Der Konflikt in Syrien könnte auf Nachbarländer wie die Türkei übergreifen, zeigt man sich in Washington besorgt. Man bemühe sich deshalb über diplomatische Kanäle darum, das Übergreifen des syrischen Bürgerkrieges auf andere Länder zu verhindern. Der von außen stimulierte und gesteuerte Bürgerkrieg in Syrien hat längst auf die Türkei übergegriffen. Das heißt: Die Türkei hat in den syrischen Bürgerkrieg eingegriffen. Und das erfolgte ganz gewiß nicht gegen den Willen der USA.

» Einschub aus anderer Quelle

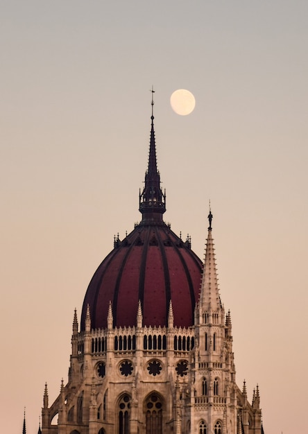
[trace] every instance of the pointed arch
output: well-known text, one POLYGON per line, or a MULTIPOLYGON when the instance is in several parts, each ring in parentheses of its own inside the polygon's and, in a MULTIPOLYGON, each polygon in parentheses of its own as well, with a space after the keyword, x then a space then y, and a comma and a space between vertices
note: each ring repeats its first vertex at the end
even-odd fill
POLYGON ((198 434, 207 434, 207 427, 204 420, 201 420, 199 424, 198 434))
POLYGON ((118 433, 130 434, 130 397, 127 393, 120 397, 118 409, 118 433))
POLYGON ((204 397, 207 394, 207 382, 205 377, 202 379, 202 394, 204 397))
POLYGON ((77 422, 83 423, 83 390, 77 398, 77 422))
POLYGON ((156 392, 151 392, 144 400, 146 434, 163 434, 162 412, 164 401, 156 392))
POLYGON ((67 422, 74 422, 74 413, 75 411, 75 406, 73 406, 72 407, 71 407, 71 408, 69 410, 68 413, 67 413, 67 422))
POLYGON ((219 380, 217 377, 214 380, 213 385, 214 394, 217 396, 219 394, 219 380))
POLYGON ((214 426, 214 434, 223 434, 222 424, 218 420, 214 426))
POLYGON ((59 413, 58 411, 51 417, 51 422, 50 423, 51 425, 58 425, 58 418, 59 417, 59 413))

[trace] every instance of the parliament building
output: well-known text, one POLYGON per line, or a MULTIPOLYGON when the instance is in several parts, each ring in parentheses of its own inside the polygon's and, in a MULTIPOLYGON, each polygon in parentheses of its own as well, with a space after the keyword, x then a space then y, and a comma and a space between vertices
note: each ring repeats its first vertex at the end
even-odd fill
POLYGON ((248 401, 236 382, 211 211, 204 262, 164 221, 153 108, 141 221, 115 237, 75 311, 67 382, 54 402, 45 386, 42 434, 264 433, 258 386, 248 401))

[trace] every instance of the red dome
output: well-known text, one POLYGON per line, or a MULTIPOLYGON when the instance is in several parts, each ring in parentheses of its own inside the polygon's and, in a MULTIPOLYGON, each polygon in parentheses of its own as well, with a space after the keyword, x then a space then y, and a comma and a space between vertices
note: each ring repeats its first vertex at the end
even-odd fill
POLYGON ((183 242, 163 222, 166 196, 157 168, 153 110, 151 119, 148 166, 139 194, 142 221, 124 240, 115 241, 93 276, 83 302, 82 329, 88 304, 92 327, 107 327, 110 302, 114 327, 136 325, 139 300, 144 325, 166 326, 170 300, 175 326, 194 323, 202 262, 189 241, 183 242))
POLYGON ((170 300, 174 325, 189 327, 199 297, 202 262, 163 222, 142 222, 103 261, 89 285, 83 306, 84 329, 89 304, 92 328, 107 327, 111 301, 114 326, 136 325, 141 301, 143 324, 166 326, 170 300))

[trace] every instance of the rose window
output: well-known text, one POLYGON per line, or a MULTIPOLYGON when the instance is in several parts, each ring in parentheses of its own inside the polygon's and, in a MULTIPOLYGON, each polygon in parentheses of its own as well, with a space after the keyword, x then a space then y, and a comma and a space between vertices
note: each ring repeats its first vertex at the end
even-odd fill
POLYGON ((125 376, 128 376, 128 375, 130 375, 131 373, 132 372, 132 364, 131 362, 128 362, 128 361, 126 361, 125 362, 123 362, 123 363, 121 364, 121 367, 120 367, 120 371, 121 371, 121 374, 122 375, 125 375, 125 376))
POLYGON ((178 375, 180 375, 180 376, 187 375, 187 362, 179 362, 176 365, 176 371, 178 375))
POLYGON ((97 375, 103 378, 106 373, 106 367, 105 363, 99 363, 97 366, 97 375))
POLYGON ((155 360, 150 362, 147 367, 148 373, 151 375, 153 375, 154 376, 155 376, 156 375, 160 375, 162 369, 162 368, 160 363, 155 360))

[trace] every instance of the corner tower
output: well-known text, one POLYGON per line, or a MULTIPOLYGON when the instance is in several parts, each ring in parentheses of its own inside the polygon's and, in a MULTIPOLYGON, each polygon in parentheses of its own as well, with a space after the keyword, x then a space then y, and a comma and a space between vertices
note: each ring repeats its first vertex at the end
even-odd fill
POLYGON ((163 220, 153 104, 142 220, 94 273, 80 330, 74 312, 68 381, 50 406, 45 386, 42 434, 262 434, 259 388, 250 405, 235 382, 212 214, 203 266, 163 220))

An Syrien grenzendes türkisches Territorium dient den Paramilitärs der sogenannten »Freien Syrischen Armee« als Rückzugsgebiet, von wo aus sie immer wieder zu ihren terroristischen Überfällen aufbrechen. In der Türkei werden sie ausgerüstet und ausgebildet, was allein schon einen schweren Verstoß gegen das Völkerrecht darstellt, das die von außen erfolgte Bewaffnung einer Bürgerkriegspartei verbietet. Selbst wenn der Beschuß türkischen Territoriums von Stellungen der syrischen Regierungsarmee aus erfolgt sein sollte, handelte es sich somit um einen Akt der Notwehr.

Es spricht indes alles gegen die Annahme, Assads Armee hätte die »Reaktionsfähigkeit und Entschlossenheit unseres Landes« testen wollen, wie das der türkische Premier Erdogan suggerierte. Denn daß die Regierung in Damaskus angesichts des bewaffneten Aufruhrs im Inneren und des auf sie von außen ausgeübten Drucks auch nur auf die Idee kommen könnte, einen Krieg gegen eine der stärksten Armeen der Welt anzuzetteln, kann so gut wie ausgeschlossen werden. Hingegen spricht alles für die Annahme, daß die eher glücklos agierenden Rebellentruppen türkisches Gebiet beschossen haben, um das NATO-Land Türkei und mit ihm das ganze Kriegsbündnis nach Sy¬rien einzuladen.

Weil das die einzig logische Erklärung für den Granatenbeschuß ist, wird sie sogar von einigen westlichen Kommentatoren zaghaft angedeutet. Umso erstaunlicher ist die auch mit den Stimmen Rußlands und Chinas verabschiedete Resolution des UN-Sicherheitsrates, in der Syrien – ohne daß der Vorfall einer Untersuchung unterzogen worden wäre – für den Angriff auf das Grenzdorf Akcakale auf das Schärfste verurteilt wurde. Über die Motive, welche die beiden Vetomächte bewegt haben, erstmals eine gegen Syrien gerichtete Resolution nicht zu blockieren, kann nur gerätselt werden. Immerhin enthielt der Text auch eine Verurteilung der Terrorakte der Freischärler, was im allgemeinen Medienjubel freilich völlig unterschlagen wurde.

Vom Beschluß des UN-Sicherheitsrates offenbar ermutigt, wollen die Paten des wahhabitischen Terrors, Saudi-Arabien und Katar, schwere Waffen an die syrischen Todesschwadronen liefern. Sie erwarten dafür die »Rückendeckung der USA und am besten auch der UNO«. Washington zögert noch, weil die Waffen in die Hände von Terroristen gelangen könnten. Doch die sind längst zu unverzichtbaren Verbündeten geworden.